Ricerc@Sapienza

FIRST STUDY FOR PRODUCTION PRE-PREG METALLIC MATRIX BASALT COMPOSITE MATERIALS Marini D1,2, Lüking A3, Becker T3, Valente M1,2 1Department of Chemical Engineering, Material and Environment, University of Rome Sapienza; Italy 2National Interuniversity Consortium of Materials Science and Technology (INSTM); Florence, Italy 3Institute of textile (ITA), Rheinisch-Westfaelische Technische Hochschule (RWTH), University of Aachen, Germany ABSTRACT: Basalt, is an effusive rock of volcanic origin with excellent mechanical and thermal resistance properties, is becoming increasingly important. In order to promote its compatibility with the matrix (generally polymeric, PMC), in the composite material production, it is customary to cover the single filaments with a polymeric sizing. Likewise, metal-coated filaments could be obtained for subsequent use in metal matrix composites (MMC).

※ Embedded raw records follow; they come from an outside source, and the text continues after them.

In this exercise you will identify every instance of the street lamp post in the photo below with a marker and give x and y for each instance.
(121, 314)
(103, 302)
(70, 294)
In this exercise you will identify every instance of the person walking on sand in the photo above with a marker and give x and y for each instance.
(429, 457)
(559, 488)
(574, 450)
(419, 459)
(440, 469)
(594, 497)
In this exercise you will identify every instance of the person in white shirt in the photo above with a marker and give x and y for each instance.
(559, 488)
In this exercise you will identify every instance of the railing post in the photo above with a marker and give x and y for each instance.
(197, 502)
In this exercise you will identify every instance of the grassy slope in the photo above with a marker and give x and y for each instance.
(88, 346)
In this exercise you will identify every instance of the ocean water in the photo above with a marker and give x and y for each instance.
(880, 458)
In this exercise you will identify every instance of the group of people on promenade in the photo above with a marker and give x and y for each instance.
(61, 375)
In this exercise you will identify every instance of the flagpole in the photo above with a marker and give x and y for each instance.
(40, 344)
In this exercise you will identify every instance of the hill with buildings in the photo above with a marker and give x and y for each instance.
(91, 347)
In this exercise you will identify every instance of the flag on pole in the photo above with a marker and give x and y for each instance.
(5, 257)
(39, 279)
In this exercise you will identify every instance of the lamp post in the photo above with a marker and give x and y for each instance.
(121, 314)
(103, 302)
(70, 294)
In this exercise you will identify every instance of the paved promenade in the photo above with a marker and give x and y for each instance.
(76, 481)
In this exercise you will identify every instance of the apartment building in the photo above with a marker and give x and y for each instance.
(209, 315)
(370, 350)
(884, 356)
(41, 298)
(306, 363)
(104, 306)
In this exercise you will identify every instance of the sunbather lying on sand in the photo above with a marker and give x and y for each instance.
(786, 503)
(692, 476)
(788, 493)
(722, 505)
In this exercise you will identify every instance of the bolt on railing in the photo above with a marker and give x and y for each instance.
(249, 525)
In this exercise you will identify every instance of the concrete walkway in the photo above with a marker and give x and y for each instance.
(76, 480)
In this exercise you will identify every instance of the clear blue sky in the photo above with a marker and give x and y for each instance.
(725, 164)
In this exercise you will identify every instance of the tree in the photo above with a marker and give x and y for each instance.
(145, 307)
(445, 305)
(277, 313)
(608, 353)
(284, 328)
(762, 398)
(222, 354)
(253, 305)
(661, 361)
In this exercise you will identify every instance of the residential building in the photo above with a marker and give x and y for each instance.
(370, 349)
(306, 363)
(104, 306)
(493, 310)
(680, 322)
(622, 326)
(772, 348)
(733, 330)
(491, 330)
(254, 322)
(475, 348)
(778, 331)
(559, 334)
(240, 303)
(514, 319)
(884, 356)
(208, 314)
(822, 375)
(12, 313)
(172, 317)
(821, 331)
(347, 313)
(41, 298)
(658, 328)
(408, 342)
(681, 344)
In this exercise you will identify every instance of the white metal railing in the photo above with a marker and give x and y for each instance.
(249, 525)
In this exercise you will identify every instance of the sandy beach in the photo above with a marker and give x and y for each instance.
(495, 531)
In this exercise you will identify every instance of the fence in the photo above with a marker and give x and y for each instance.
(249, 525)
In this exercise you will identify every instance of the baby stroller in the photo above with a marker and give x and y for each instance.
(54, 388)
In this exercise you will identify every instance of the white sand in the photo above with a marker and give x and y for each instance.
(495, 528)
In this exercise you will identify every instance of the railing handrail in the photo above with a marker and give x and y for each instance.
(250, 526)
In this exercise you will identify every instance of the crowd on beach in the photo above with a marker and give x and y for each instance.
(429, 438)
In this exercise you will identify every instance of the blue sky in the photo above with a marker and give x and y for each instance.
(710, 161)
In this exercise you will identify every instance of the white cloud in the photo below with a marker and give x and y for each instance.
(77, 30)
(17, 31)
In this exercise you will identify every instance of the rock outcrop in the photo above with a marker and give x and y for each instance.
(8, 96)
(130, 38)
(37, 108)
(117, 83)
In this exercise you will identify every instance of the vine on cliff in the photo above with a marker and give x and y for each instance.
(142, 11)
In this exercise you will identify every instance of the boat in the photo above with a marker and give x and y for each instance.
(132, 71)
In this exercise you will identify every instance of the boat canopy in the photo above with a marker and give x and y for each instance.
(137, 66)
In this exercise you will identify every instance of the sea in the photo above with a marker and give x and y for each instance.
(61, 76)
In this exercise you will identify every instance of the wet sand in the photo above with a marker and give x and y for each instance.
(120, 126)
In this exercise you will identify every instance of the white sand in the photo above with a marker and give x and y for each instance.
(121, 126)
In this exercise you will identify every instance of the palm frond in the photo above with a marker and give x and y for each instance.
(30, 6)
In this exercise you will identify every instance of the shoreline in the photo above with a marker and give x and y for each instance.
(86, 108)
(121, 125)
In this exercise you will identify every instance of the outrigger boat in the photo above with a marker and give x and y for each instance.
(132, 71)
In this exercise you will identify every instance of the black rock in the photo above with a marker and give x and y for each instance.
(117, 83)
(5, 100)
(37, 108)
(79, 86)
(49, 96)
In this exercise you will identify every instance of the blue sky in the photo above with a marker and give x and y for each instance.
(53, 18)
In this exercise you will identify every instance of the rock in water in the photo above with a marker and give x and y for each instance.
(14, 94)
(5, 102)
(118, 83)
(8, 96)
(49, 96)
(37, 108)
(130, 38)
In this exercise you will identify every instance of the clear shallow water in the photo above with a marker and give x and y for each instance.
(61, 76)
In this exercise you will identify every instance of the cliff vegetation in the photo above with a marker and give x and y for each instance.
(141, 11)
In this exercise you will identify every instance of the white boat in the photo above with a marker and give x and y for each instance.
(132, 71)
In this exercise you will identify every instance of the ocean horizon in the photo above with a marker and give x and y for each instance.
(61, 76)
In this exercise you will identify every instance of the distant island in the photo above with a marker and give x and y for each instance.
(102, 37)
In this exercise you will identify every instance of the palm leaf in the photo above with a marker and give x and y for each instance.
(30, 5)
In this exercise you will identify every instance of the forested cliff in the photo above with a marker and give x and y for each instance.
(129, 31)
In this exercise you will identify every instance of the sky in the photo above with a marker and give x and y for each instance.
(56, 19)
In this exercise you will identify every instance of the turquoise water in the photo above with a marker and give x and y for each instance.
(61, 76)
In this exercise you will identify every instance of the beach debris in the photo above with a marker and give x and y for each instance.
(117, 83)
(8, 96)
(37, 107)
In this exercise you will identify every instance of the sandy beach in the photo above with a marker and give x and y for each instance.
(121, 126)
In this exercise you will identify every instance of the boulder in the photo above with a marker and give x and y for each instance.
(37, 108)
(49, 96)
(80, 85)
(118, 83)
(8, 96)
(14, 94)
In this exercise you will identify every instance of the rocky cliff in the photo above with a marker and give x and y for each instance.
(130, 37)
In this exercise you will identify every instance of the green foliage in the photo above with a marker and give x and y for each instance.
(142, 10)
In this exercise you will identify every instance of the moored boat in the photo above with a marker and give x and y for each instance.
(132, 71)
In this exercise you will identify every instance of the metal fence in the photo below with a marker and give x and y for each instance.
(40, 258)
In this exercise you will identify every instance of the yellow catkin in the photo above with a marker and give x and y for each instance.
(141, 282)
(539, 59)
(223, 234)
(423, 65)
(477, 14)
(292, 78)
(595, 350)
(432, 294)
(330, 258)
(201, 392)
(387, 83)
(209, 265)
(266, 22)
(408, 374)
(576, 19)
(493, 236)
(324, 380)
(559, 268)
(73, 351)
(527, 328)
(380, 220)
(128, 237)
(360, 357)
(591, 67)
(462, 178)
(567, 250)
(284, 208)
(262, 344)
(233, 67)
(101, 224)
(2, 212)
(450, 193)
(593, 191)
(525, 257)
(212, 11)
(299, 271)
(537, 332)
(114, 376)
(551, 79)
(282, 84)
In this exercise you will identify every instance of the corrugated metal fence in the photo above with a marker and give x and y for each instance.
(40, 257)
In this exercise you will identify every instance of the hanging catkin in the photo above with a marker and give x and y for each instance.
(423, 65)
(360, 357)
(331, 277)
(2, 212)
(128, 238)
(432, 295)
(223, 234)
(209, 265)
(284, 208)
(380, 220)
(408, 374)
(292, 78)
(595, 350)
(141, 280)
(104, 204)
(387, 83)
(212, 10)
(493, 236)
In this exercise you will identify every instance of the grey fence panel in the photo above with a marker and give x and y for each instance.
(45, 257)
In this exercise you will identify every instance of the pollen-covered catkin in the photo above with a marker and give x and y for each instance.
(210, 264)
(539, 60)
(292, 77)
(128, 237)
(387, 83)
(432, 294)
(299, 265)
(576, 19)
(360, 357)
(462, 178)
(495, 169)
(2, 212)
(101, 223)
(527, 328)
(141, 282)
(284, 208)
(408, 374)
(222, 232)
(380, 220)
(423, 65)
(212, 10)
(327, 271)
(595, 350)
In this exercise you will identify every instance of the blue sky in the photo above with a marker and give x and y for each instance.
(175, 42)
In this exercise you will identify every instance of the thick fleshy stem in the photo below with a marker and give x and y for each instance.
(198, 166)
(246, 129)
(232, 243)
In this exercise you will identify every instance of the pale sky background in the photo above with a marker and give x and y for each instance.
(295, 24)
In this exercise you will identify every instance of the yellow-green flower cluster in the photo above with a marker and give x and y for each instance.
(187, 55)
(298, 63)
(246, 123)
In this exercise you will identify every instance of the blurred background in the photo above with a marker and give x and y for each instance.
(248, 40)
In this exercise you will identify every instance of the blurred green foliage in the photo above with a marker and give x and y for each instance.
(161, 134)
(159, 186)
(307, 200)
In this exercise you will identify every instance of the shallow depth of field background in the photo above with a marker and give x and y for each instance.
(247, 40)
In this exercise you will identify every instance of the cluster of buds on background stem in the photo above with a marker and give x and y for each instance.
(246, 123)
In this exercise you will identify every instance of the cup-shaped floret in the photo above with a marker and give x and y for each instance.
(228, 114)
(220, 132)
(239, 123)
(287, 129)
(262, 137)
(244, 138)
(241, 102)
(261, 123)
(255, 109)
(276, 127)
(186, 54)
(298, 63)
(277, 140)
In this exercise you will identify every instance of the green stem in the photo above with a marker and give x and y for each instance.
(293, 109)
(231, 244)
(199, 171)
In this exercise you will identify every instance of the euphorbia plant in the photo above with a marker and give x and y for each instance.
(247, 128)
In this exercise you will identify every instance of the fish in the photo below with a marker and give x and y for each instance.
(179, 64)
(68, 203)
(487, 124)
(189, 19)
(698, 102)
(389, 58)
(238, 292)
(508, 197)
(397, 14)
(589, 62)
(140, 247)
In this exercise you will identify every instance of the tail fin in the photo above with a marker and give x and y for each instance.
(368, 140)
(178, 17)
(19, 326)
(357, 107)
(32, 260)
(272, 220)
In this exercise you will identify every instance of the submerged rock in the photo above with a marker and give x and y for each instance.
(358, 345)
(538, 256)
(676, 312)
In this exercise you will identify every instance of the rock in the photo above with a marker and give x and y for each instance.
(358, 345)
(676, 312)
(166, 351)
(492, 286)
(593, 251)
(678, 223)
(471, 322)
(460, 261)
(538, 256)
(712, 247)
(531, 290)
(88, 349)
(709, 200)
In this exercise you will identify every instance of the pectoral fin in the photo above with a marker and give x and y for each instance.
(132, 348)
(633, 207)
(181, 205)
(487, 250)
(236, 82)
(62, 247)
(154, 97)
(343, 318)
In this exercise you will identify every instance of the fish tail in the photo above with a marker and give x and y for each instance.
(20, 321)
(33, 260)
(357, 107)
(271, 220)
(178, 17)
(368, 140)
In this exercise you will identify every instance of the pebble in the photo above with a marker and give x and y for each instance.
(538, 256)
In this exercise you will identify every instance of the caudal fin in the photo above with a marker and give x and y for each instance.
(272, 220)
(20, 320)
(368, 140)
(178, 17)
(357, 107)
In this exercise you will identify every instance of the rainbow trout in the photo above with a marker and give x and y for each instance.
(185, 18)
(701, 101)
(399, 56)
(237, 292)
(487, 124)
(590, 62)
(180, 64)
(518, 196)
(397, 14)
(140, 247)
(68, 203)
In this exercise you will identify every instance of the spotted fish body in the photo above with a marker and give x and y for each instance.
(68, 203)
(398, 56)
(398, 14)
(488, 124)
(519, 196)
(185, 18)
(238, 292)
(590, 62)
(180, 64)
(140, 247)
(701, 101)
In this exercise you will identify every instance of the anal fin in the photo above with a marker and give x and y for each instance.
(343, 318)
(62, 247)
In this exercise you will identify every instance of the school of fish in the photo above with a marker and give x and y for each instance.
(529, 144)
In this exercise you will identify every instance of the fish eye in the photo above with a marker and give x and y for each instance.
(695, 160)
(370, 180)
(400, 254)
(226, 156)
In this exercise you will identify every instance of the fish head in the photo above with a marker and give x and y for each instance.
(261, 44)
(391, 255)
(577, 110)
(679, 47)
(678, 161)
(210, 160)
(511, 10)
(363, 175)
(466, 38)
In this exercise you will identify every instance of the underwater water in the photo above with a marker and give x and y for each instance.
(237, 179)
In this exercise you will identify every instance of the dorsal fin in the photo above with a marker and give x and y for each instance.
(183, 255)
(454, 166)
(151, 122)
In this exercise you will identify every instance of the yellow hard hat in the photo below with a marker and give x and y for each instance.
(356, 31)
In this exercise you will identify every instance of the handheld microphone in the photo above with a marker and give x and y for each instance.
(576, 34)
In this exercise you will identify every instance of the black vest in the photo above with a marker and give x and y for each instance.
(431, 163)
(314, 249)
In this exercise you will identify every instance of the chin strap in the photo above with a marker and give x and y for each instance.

In this work we discuss the changes made to a standard basalt and glass spinning plant replacing the polymeric sizing application system with a molten metal deposition chamber in order to obtain a coating of the fibers directly during the spinning procedure. The exploration phase was carried out using pure aluminium as covering metal, which has lower flammability and usage problems than magnesium, but at the same time the analogy between their melting temperatures would allow the same plant to be used for both. Morphology and interface between aluminium and fibers were investigated by SEM and EDS analysis. The variation of some parameters, such as the rotation speed of the winder and the temperature of the molten metal bath, allowed to obtain different metal thicknesses and different mechanical properties. Tensile tests on single filament were performed to investigate the potential effect of the metallic covering on mechanical properties of fibers and results shows that basalt filaments highlight a better resistance to aluminium melting temperature (660 °C) compared to E-glass filaments. With this method it would be possible to disperse even submicrometric or nanometric particles in the fibers metal covering obtaining a perfect homogeneity of dispersion in the composite that would be obtained subsequently with their use.